It is in the context of this strictness that God commanded his people to execute their fellow human beings, and it is here that we find cause to conclude that God will not require us to kill today.

The strictness of the ancient Israelites was part of God's demonstration: The Israelites were chosen by God, led by God, protected by God, governed by God, and given a very precise and comprehensive set of regulations. But what happened? Even given every advantage and opportunity, the people proved incapable of living righteously. King David admitted that "there is no one who does good, not even one." The prophet Isaiah confessed that "we all, like sheep, have gone astray."

It was God's intention that the history of the Israelites would demonstrate the necessity for Jesus to come and do what he did: "No one will be declared righteous in [God's] sight by observing the law; rather, through the law we become conscious of sin.... All have sinned and fall short of the glory of God, and are justified freely by his grace through the redemption that came by Christ Jesus" (Ro 3:20,23-24).

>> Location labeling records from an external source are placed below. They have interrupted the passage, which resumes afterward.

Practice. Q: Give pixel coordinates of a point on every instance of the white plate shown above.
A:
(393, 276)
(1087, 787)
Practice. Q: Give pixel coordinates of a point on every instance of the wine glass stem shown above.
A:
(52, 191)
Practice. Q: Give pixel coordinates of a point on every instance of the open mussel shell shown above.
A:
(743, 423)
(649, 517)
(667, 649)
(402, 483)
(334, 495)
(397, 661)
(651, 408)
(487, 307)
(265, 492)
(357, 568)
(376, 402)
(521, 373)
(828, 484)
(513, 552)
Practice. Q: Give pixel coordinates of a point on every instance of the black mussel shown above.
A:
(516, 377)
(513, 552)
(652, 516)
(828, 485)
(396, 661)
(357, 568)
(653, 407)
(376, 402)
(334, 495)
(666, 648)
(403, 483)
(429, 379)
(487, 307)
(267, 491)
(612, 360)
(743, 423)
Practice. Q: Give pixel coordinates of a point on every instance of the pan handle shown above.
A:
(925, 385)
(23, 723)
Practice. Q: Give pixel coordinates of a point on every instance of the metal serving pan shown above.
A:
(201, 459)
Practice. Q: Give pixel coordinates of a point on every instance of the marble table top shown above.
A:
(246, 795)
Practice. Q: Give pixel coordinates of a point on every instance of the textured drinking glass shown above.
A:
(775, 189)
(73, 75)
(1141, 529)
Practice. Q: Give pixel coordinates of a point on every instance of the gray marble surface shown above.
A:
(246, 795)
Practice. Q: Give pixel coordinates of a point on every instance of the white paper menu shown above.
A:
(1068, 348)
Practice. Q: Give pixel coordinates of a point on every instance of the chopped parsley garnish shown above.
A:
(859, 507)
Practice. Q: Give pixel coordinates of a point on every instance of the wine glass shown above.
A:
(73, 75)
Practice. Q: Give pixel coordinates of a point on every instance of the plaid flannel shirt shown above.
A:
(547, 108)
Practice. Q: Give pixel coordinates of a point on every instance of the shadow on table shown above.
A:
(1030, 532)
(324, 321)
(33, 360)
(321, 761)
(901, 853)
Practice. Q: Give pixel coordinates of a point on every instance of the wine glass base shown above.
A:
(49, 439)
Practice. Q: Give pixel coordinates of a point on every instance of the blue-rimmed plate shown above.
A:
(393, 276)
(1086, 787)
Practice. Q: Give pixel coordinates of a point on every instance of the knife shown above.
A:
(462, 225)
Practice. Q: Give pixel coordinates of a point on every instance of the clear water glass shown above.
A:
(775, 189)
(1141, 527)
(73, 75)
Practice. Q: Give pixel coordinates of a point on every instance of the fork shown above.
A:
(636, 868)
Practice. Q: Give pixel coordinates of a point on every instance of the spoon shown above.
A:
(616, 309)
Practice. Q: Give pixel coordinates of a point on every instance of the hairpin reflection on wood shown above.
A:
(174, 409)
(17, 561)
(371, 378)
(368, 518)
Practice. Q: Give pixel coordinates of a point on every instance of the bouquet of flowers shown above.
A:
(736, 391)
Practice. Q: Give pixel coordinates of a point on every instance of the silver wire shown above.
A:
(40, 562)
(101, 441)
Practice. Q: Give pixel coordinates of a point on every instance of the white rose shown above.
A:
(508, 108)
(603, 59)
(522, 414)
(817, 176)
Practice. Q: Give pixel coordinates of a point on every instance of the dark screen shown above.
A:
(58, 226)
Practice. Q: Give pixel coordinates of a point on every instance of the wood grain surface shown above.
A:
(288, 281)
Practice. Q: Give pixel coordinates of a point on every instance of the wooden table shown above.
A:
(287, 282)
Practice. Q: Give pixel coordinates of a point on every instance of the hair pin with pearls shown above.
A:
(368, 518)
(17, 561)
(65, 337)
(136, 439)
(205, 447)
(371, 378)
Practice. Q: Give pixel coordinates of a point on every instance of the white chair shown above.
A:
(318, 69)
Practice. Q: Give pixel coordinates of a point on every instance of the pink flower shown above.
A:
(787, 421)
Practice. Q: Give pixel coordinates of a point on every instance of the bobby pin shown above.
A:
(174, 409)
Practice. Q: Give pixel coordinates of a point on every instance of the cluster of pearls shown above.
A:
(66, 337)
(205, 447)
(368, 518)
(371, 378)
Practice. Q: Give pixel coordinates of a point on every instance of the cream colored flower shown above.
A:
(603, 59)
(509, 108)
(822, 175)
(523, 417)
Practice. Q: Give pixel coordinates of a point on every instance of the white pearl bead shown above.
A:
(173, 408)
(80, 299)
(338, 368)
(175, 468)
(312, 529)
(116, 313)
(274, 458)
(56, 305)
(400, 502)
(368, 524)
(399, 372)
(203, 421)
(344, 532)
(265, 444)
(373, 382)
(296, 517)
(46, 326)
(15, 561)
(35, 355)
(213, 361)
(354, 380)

Killing immoral people was commanded under the law, and necessary under the law. Today we no longer live under that law: "You are not under law, but under grace.... We have been released from the law so that we serve in the new way of the Spirit" (6:14; 7:6).

There remains entirely too much strictness today amongst those claiming to be God's people. It is critical that we remember that "it is for freedom that Christ has set us free" (Gal 5:1).